Ion 1.1 introduces the concept of a macro table. It is analogous to the symbol table, but instead of holding text values it holds macro definitions.
Ion 1.1 also introduces the concept of a module, an organizational unit that holds a (symbol table, macro table)
pair.
tip
You can think of an Ion 1.0 symbol table as a module with an empty macro table.
In Ion 1.1, each stream has an encoding module sequence— a collection of modules whose symbols and macros are being used to encode the current segment.
Module interface
The interface to a module consists of:
- its spec version, denoting the Ion version used to define the module
- its exported symbols, an array of strings denoting symbol content
- its exported macros, an array of
<name, macro>
pairs, where all names (where specified) are unique identifiers
The spec version is external to the module body and the precise way it is determined depends on the type of module being defined. This is explained in further detail in Module Versioning.
The exported symbol array is denoted by the symbol_table
clause of a module definition, and
by the symbols
field of a shared symbol table.
The exported macro array is denoted by the module’s macro_table
clause, with addresses
allocated to macros or macro bindings in the order they are declared.

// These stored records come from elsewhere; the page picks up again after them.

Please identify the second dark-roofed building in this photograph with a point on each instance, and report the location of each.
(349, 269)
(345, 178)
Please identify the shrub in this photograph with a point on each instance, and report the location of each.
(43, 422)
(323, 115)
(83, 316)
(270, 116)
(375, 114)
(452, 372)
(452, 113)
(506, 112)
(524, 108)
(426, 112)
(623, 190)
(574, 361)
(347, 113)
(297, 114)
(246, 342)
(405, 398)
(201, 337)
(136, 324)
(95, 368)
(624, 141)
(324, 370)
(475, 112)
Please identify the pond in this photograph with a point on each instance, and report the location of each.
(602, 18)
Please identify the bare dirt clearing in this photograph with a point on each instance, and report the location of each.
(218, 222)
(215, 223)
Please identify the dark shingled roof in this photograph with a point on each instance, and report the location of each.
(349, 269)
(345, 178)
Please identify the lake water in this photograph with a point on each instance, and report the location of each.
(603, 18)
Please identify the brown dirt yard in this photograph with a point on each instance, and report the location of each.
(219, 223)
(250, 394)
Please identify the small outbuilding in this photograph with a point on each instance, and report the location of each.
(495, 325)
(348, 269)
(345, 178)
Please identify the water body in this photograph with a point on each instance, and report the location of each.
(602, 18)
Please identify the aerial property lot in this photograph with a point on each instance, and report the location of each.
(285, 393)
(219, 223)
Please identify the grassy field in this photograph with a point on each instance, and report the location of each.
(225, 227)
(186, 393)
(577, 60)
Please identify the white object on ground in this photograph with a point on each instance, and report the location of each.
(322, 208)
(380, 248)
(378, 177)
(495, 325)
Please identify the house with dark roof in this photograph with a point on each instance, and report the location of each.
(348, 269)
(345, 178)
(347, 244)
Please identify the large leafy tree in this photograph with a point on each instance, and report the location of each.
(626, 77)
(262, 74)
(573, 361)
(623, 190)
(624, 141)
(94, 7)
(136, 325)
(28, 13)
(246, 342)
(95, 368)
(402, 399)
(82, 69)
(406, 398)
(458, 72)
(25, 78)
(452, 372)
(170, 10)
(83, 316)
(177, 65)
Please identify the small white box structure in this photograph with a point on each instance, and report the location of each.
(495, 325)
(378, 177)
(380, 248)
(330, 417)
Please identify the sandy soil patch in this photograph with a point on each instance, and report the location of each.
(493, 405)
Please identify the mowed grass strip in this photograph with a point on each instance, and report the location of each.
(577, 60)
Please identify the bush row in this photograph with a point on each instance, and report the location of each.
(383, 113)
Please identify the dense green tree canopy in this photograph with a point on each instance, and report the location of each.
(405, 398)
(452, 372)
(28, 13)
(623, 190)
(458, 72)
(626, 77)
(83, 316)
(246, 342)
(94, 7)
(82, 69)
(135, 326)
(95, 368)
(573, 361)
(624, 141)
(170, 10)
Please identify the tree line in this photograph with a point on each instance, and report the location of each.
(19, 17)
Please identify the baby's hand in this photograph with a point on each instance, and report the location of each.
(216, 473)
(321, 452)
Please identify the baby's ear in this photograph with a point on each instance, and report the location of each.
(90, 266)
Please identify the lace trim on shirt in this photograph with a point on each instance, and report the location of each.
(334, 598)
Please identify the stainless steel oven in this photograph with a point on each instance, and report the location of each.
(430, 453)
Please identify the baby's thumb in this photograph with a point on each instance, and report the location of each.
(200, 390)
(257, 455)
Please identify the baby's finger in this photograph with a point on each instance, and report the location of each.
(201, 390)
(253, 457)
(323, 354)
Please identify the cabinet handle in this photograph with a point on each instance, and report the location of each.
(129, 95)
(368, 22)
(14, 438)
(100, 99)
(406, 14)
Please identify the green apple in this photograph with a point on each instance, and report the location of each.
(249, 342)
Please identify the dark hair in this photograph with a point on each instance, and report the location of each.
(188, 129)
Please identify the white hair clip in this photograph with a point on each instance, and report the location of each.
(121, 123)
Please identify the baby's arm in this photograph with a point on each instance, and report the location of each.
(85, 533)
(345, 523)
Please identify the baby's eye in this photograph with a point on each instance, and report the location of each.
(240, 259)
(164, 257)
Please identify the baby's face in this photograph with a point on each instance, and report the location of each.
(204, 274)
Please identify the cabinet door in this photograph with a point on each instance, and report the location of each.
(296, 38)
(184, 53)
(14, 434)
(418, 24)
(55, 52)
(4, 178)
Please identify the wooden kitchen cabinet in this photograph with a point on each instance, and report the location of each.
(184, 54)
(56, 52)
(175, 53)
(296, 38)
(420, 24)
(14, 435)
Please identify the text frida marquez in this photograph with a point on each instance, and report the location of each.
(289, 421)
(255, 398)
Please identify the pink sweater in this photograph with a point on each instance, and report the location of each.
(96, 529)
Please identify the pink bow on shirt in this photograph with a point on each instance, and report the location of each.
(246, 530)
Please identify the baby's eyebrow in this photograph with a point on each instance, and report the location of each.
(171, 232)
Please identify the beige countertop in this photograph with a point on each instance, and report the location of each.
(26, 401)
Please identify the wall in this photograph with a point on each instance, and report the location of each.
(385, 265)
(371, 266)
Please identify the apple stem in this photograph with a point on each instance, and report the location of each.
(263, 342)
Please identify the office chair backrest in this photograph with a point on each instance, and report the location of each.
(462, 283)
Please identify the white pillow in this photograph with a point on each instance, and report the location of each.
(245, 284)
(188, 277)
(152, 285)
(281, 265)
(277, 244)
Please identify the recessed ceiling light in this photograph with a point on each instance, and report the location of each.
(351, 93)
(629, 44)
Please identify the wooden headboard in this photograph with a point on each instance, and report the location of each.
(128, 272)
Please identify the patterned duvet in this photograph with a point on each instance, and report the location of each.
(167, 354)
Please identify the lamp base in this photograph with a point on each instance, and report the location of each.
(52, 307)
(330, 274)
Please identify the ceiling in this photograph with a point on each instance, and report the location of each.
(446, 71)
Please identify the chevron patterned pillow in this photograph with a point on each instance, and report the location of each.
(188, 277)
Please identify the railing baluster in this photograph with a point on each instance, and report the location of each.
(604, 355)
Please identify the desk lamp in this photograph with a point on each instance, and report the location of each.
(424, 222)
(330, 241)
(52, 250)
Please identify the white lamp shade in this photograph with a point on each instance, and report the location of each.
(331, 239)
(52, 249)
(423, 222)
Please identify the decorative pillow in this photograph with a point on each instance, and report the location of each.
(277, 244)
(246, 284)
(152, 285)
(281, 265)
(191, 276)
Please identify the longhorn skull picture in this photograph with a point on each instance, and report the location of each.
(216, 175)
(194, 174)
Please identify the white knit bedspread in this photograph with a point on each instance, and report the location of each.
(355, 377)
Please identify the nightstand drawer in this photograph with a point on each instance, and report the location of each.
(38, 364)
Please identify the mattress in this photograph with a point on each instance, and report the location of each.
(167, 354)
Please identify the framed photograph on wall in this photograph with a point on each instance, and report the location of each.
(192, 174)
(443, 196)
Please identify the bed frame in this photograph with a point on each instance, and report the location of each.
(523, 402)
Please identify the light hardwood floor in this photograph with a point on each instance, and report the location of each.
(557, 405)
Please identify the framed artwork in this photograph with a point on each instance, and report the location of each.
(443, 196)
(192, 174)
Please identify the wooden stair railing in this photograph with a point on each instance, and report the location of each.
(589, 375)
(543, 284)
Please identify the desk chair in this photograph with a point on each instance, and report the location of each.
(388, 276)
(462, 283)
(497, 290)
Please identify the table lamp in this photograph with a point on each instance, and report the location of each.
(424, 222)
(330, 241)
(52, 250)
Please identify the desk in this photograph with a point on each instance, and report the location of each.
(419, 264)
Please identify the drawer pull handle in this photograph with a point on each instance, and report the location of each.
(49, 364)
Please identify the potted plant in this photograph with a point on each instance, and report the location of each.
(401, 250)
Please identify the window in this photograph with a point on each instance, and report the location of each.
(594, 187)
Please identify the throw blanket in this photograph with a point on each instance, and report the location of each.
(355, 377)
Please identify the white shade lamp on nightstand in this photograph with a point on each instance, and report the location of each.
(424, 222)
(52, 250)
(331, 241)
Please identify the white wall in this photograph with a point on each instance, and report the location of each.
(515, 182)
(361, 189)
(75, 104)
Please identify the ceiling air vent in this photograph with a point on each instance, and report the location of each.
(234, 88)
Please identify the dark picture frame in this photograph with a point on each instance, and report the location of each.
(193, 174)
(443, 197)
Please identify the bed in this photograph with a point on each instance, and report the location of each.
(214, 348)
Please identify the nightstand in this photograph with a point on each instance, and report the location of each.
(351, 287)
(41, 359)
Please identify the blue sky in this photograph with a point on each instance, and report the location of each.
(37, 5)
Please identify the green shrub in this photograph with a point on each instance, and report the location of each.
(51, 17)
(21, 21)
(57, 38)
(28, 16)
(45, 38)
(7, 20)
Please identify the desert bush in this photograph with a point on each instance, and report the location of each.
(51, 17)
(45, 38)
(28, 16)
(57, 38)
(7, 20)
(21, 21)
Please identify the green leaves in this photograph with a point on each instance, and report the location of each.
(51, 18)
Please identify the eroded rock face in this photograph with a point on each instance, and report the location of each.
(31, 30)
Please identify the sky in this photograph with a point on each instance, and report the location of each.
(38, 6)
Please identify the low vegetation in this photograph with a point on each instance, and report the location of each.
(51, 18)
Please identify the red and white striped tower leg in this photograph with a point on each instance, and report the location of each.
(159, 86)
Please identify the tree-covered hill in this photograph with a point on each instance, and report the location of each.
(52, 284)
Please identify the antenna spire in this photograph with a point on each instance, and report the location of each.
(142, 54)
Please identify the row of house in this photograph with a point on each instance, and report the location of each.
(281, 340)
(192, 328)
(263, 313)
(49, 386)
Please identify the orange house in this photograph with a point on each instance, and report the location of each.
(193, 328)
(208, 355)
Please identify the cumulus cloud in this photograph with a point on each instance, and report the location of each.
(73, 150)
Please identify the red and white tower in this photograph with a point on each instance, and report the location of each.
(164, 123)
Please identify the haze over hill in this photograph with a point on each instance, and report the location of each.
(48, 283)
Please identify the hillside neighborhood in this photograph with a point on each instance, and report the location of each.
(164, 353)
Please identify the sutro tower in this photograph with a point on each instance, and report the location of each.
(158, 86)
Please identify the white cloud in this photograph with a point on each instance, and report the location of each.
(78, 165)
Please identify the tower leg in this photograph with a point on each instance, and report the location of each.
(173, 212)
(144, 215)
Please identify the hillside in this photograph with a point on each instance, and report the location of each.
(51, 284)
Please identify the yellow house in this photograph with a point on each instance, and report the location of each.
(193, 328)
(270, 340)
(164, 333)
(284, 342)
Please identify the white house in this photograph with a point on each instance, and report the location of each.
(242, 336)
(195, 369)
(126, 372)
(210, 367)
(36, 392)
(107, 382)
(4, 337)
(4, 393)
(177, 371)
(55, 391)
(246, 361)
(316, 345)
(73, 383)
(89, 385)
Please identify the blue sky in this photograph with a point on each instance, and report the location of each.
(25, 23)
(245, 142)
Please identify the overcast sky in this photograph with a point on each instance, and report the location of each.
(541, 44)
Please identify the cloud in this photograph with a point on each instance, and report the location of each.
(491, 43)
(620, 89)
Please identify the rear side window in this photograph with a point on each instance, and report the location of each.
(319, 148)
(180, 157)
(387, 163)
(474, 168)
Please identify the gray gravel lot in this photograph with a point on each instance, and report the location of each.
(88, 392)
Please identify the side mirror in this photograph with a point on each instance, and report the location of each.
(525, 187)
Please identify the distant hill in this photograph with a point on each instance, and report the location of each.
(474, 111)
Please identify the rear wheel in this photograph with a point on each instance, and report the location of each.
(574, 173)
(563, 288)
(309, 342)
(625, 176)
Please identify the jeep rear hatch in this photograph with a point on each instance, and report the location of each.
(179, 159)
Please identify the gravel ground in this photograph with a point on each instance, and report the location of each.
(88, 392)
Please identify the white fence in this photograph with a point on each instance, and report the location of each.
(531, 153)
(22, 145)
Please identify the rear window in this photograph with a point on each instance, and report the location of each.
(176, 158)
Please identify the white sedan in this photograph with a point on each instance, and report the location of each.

The exported symbols and exported macros are defined in the module body.
Types of modules
There are multiple types of modules. All modules share the same interface, but vary in their implementation in order to support a variety of different use cases.
Module Type | Purpose |
---|---|
Local Modules | Organizing symbols and macros within a scope |
Shared Modules | Defining reusable symbols and macros outside of the data stream |
System Modules | Defining system symbols and macros |
Encoding Modules | Encoding the current stream segment |
Module versioning
Every module definition has a spec version that determines the syntax and semantics of the module body. A module’s spec version is expressed in terms of a specific Ion version; the meaning of the module is as defined by that version of the Ion specification.
The spec version for a local module is inherited from its parent scope, which may be the stream itself. The spec version for a shared module is denoted via a required annotation. The spec version of a system module is the Ion version in which it was specified.
To ensure that all consumers of a module can properly understand it, a module can only import shared modules defined with the same or earlier spec version.
Examples
The spec version of a shared module must be declared explicitly using an annotation of the form $ion_1_N
.
This allows the module to be serialized using any version of Ion, and its meaning will not change.
$ion_shared_module::
$ion_1_1::
("com.example.symtab" 3
(symbol_table ...)
(macro_table ...))
The spec version of a local module is always the same as the spec version of its enclosing scope. If the local module is defined at the top level of the stream, its spec version is the Ion version of the current segment.
$ion_1_1
$ion::
(module foo
// Module semantics specified by Ion 1.1
...
)
// ...
$ion_1_3
$ion::
(module foo
// Module semantics specified by Ion 1.3
...
)
//... // Assuming no IVM
$ion::
(module bar
// Module semantics specified by Ion 1.3
...
)
Identifiers
Many of the grammatical elements used to define modules and macros are identifiers--symbols that do not require quotation marks.
More explicitly, an identifier is a sequence of one or more ASCII letters, digits, or the characters $
(dollar sign) or _
(underscore), not starting with a digit.
It also cannot be of the form $\d+
, which is the syntax for symbol IDs (for example: $3
, $10
, $458
, etc.), nor can it be a keyword (true
, false
, null
, or nan
).